Ermon, an Associate Professor at Stanford University, recently discussed these advancements with Alessio Fanelli, Partner and CTO at Decibel, and Swyx, Founder of Smol AI, on the Latent Space Podcast. The conversation illuminated Inception Labs' journey, rooted in generative model research since 2014, and their strategic pivot towards diffusion-based language models.
The genesis of diffusion models for text and code began in 2019, evolving from successes in image generation. While initial attempts to adapt these models to discrete data proved challenging, Ermon and his team made a crucial breakthrough. "We were able to show that discrete diffusion models were competitive on language generation with auto-regressive models up to the GPT-2 kind of scale," Ermon noted, highlighting the early promise. This fundamental research laid the groundwork for Inception Labs, founded last year, to scale these capabilities commercially.
The core innovation lies in how diffusion LLMs generate content. Unlike traditional auto-regressive models that produce text token by token in a sequential, left-to-right manner, diffusion models employ an iterative refinement process. "Diffusion models, on the other hand, they work by generating objects kind of like in a coarse-to-fine way.
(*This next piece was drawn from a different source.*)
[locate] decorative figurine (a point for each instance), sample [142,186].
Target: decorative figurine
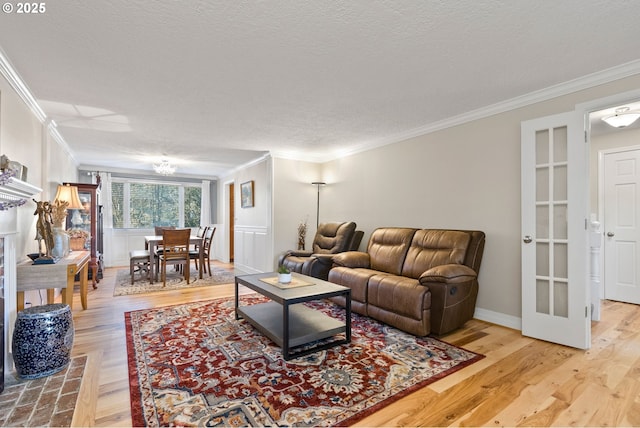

You start with a rough guess of what the answer should be, and then you refine it... by modifying essentially multiple tokens in parallel." This parallel processing capability is key to their superior speed. Mercury Coder Mini and Mercury Coder Small, for instance, boast impressive throughputs of 1109 tokens/sec and 737 tokens/sec, respectively, on NVIDIA H100 GPUs.
This architectural difference also confers unique advantages beyond raw speed. Diffusion models are inherently non-causal, meaning they can consider the entire context of a sequence (both left and right) during generation, which is beneficial for tasks like code in-filling. Furthermore, their inference efficiency is a significant differentiator. "For the same throughput, we can get better latency, or for the same latency, we can get better throughput," Ermon explained, directly addressing the critical cost and performance metrics for production AI. This efficiency makes Mercury particularly well-suited for latency-sensitive applications such as voice agents, integrated development environments (IDEs), and real-time coding assistants. While Inception Labs offers its models via API and has no immediate plans for open-sourcing, their focus remains on pushing the boundaries of what's possible with efficient, high-quality language generation.